La empresa de bebidas alcohólicas, Bacardí, de origen cubano y establecida en Bermudas desde 1965, exige su derecho a la justicia por la confiscación de sus propiedades en Cuba en 1960, a través del gobierno de Fidel Castro.
La empresa declaró que: “Bacardí, como muchos otros, es una empresa que perdió todas sus propiedades cubanas en confiscación ilegal sin compensación.

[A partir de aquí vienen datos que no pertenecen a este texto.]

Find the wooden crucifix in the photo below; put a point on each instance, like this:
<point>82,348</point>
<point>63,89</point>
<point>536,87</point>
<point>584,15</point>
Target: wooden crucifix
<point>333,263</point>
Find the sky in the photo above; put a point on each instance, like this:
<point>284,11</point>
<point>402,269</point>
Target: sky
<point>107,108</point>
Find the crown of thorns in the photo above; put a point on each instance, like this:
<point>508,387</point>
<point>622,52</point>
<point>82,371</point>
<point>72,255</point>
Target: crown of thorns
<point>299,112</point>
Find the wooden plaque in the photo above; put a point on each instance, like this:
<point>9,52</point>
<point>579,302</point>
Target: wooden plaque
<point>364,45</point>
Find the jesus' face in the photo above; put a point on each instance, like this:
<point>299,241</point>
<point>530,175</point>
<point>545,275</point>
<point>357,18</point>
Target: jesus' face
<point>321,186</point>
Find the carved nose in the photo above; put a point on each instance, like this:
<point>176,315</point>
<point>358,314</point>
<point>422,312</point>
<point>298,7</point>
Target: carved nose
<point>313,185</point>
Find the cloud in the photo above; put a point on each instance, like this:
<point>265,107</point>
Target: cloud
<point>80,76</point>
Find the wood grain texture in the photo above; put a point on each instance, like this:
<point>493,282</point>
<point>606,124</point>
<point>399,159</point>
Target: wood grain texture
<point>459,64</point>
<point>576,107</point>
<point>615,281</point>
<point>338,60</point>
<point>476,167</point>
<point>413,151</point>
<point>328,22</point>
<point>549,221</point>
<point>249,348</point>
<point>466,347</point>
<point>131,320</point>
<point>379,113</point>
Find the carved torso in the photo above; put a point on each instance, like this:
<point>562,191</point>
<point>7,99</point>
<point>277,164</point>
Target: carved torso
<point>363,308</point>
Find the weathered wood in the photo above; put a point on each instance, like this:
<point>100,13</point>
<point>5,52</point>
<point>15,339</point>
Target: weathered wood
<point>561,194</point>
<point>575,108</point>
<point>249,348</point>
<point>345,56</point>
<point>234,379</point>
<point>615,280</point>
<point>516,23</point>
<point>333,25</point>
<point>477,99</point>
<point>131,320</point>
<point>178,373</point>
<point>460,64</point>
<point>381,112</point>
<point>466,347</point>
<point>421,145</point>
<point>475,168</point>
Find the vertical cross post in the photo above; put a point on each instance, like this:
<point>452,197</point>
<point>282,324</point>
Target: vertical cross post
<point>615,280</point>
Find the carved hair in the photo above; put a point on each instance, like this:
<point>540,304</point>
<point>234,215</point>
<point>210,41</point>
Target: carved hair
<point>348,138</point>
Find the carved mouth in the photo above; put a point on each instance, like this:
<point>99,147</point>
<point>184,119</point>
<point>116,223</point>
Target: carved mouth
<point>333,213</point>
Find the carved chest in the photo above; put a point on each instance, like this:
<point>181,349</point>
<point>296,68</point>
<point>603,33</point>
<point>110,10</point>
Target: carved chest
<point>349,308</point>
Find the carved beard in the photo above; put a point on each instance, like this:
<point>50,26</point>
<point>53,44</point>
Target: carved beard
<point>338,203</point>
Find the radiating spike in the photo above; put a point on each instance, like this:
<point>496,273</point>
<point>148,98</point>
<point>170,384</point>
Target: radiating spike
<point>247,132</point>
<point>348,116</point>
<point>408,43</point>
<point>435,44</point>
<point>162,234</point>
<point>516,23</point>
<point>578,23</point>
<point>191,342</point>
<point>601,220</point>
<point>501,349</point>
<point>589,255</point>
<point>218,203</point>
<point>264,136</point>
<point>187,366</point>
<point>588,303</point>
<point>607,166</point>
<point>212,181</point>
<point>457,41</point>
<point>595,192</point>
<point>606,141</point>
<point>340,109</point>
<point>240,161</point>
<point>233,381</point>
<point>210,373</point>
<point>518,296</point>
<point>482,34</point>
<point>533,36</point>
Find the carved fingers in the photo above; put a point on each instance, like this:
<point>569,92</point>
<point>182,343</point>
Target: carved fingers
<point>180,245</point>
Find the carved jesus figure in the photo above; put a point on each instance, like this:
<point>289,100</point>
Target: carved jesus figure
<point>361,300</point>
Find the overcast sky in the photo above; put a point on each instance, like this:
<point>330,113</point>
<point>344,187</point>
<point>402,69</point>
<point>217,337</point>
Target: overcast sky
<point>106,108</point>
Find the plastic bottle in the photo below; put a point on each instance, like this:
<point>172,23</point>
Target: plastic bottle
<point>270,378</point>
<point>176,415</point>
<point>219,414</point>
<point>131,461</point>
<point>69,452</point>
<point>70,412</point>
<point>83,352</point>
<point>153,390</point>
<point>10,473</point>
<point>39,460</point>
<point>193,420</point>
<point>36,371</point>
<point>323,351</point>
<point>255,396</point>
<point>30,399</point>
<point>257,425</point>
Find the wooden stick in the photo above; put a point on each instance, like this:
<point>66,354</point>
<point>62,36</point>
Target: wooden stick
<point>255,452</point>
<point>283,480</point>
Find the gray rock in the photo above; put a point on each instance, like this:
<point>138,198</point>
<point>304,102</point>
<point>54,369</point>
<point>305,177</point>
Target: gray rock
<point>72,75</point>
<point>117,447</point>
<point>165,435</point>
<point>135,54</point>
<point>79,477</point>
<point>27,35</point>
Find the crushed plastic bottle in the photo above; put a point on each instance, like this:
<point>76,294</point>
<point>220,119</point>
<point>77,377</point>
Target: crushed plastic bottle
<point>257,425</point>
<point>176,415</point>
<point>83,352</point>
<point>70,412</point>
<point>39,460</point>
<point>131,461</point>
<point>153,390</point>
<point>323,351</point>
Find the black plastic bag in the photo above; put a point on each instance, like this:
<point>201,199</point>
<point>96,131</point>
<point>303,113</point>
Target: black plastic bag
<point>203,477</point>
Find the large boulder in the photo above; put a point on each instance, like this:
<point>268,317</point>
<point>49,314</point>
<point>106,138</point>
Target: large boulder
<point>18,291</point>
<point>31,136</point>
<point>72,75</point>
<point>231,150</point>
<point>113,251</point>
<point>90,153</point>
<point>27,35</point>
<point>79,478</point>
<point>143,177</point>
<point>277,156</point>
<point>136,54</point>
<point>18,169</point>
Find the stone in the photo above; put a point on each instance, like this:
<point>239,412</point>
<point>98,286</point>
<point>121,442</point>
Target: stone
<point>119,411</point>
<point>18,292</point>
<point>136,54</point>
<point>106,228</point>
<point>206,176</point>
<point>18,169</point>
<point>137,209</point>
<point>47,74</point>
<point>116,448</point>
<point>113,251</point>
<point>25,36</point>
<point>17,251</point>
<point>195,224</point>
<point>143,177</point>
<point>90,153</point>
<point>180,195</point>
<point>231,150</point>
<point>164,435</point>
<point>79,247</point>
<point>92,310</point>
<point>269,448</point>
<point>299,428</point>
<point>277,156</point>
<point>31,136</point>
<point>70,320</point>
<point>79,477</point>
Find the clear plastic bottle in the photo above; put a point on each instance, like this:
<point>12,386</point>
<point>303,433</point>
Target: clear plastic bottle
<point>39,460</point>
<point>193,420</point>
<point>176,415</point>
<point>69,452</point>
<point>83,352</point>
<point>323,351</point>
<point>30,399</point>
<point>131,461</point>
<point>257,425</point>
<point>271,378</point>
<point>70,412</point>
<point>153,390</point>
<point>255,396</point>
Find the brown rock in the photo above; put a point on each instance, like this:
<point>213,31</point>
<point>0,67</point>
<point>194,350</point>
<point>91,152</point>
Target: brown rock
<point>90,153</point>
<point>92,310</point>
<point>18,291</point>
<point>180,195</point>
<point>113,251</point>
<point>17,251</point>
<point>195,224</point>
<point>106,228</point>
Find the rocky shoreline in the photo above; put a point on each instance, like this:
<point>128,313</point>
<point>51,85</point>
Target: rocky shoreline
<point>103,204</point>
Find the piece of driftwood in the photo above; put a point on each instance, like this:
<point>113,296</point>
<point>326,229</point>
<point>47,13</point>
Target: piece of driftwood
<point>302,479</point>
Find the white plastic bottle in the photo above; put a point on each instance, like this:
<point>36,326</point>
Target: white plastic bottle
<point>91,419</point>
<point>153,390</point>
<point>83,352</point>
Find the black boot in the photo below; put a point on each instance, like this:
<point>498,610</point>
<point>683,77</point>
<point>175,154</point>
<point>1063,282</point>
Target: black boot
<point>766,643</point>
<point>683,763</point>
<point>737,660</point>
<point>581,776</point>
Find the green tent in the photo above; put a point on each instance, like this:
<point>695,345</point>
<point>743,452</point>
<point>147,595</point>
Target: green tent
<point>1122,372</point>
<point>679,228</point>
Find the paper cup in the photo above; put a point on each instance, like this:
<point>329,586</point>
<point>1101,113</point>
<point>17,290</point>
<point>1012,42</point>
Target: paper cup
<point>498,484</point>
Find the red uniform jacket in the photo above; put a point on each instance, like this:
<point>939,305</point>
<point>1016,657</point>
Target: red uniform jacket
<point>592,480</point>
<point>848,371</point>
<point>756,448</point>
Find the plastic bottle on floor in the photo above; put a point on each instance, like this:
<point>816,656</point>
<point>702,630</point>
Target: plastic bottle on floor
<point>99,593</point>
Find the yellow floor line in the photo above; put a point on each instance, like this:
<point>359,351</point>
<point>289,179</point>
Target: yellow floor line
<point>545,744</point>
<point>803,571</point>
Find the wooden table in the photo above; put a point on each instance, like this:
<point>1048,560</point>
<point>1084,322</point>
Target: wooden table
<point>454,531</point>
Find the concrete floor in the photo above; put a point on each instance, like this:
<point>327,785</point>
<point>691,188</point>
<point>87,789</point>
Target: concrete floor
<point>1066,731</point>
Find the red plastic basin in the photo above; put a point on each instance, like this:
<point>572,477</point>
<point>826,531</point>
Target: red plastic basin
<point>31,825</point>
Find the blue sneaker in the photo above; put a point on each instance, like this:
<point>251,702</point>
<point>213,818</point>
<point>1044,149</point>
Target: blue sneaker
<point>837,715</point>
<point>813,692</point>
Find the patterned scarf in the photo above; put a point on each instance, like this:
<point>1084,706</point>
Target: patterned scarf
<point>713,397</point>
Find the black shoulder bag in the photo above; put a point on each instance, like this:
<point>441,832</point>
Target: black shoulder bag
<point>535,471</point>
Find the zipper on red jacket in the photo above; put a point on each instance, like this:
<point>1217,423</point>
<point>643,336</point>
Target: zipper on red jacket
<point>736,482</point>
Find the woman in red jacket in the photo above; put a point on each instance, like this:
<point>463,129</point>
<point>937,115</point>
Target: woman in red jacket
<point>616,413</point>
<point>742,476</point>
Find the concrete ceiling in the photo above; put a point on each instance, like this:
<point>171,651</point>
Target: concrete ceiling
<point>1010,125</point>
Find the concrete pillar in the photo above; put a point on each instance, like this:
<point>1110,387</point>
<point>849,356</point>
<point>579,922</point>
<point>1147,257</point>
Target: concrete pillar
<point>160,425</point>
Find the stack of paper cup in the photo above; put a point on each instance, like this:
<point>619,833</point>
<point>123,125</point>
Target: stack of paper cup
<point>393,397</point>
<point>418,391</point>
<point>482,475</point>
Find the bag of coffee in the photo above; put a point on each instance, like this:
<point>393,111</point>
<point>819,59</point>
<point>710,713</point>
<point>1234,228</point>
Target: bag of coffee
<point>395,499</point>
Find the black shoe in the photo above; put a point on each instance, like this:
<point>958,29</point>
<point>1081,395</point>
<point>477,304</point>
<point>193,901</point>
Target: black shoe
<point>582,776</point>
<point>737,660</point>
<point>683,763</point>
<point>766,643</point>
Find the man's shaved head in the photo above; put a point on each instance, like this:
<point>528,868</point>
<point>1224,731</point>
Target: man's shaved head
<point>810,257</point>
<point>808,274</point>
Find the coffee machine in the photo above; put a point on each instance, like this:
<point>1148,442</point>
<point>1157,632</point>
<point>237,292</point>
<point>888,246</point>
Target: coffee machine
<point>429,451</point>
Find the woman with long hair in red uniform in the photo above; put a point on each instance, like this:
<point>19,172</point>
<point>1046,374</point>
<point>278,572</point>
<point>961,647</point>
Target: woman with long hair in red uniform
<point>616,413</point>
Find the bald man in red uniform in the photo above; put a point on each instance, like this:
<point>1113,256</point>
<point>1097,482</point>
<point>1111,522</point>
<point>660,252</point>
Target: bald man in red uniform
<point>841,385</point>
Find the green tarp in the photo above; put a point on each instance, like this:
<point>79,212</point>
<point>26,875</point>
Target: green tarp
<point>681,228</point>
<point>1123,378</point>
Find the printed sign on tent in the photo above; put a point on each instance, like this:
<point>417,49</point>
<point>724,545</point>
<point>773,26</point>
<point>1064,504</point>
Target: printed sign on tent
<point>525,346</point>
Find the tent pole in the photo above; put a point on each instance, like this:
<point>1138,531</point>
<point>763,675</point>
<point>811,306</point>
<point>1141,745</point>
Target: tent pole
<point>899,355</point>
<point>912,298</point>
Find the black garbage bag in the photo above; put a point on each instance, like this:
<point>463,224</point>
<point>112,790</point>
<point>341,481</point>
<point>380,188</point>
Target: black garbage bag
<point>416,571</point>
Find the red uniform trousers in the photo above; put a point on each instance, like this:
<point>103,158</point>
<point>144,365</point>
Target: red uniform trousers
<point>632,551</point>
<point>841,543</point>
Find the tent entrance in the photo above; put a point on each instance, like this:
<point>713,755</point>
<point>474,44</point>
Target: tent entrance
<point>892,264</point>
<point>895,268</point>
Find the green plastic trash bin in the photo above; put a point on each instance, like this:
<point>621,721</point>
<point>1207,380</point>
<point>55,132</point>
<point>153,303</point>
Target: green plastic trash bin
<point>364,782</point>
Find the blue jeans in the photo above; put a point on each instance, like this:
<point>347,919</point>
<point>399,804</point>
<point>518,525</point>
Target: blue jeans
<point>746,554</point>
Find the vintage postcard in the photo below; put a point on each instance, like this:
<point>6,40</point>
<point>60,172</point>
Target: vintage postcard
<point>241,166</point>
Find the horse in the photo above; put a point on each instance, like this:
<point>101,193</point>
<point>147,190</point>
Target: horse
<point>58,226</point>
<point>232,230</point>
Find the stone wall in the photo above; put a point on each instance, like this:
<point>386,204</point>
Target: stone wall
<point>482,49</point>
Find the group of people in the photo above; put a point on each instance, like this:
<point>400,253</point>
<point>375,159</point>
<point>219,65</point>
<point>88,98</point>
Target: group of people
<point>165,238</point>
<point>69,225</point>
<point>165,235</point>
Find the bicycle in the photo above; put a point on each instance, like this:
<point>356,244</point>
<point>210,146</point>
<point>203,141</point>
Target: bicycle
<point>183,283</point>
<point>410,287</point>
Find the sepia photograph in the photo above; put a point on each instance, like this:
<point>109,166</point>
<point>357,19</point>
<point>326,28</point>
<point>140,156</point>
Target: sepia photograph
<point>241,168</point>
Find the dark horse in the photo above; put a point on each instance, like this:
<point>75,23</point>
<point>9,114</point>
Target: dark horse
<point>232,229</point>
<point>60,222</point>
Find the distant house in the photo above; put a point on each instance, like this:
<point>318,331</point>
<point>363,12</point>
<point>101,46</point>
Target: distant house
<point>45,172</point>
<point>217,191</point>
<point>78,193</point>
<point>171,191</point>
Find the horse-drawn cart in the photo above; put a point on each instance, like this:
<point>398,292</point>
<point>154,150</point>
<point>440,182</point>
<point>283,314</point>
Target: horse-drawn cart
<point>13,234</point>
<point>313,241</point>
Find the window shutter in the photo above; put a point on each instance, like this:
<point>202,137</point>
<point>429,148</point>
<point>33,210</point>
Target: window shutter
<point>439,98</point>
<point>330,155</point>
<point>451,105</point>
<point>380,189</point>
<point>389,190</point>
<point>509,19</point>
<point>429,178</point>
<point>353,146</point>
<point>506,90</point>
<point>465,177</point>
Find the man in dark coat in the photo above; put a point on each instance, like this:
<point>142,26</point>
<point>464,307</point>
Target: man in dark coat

Respaldamos el derecho y la capacidad de los afectados para buscar justicia y evitar un mayor tráfico de propiedades robadas”.
Luego de que la administración de Donald Trump permitiera la entrada en vigencia de la sección del Título III de la Ley Helms-Burton, que inició este mes y permite las sanciones contra Cuba, la protección de los derechos de propiedad en la isla y crea la oportunidad para demandar a los que “trafican” con las propiedades confiscadas a raíz del triunfo de la Revolución.
A su vez, el departamento de Estado planea permitir que el Título III de la ley entre en vigencia con una “excepción parcial” para proteger a empresas estadounidenses y a algunos aliados estadounidenses.
Mientras que Mike Pompeo indicó que el título III de la ley se mantendrá suspendido por un mes más, Mahesh Madhavan, CEO de Bacardí, declaró a The Royal Gazette que esperaba que la sede global de Bacardí permaneciera en las Bermudas durante los próximos “500 años” y que “Bermuda es nuestro hogar ahora”.
Esta nueva medida del gobierno estadounidense llega a manera de represalia, ante el apoyo que Cuba ha demostrado al presidente Nicolás Maduro en medio de la crisis humanitaria que vive Venezuela.